A progressiva afirmação do D. Maria II como palco para importantes produções internacionais não foi descurada e terá como primeiro destaque Quartett, colaboração da companhia de dança ROSAS e do colectivo teatral tg STAN. O texto de Heiner Müller a partir de Ligações Perigosas, de Choderlos de Laclos, estará no Nacional de 11 a 13 de Dezembro. A 1 e 2 de Fevereiro será a vez da visita da essencial criadora espanhola Angélica Liddell aterrar também em Lisboa com The Scarlett Letter, espectáculo montado a partir da obra de Nathaniel Hawthorne, em guerra contra o puritanismo e contra os papéis e as convenções de género.
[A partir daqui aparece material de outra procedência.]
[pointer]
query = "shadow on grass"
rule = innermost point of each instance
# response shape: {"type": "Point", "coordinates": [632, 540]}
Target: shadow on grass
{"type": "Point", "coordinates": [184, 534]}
A programação integra ainda Doreen (13 a 17 de Fevereiro), do francês David Geselson.

Uma estreia de laboratório

Desde a primeira temporada de Tiago Rodrigues à frente do Nacional que a programação da casa passou a incluir o ciclo Recém-Nascidos, espaço para a apresentação de jovens companhias nacionais. Em 2019, serão mais dois os colectivos e engrossar este grupo de novas propostas, com As Crianças Loucas a mostrarem de 11 a 13 de Janeiro E Todas as Crianças São Loucas; e, de 18 a 20 de Janeiro, o Colectivo Retorno levará a palco Uma Frida, texto de Sofia Santos Silva.

Por outro lado, Quarto Minguante, com texto de Joana Bértholo e encenação de Álvaro Correia, com apresentações entre 15 de Novembro e 16 de Dezembro, é o claro produto da aposta que o D. Maria II tem realizado nos laboratórios da nova dramaturgia portuguesa. Joana Bértholo frequentou a primeira edição, em 2016, e torna-se a primeira autora desse programa a ver um texto seu ganhar vida no palco do Nacional. Mas esta é apenas a parte da temporada que Tiago Rodrigues quis revelar por enquanto. Os meses de Abril a Julho de 2019 serão para descobrir mais tarde – pelas vozes destes ou de outros espectadores.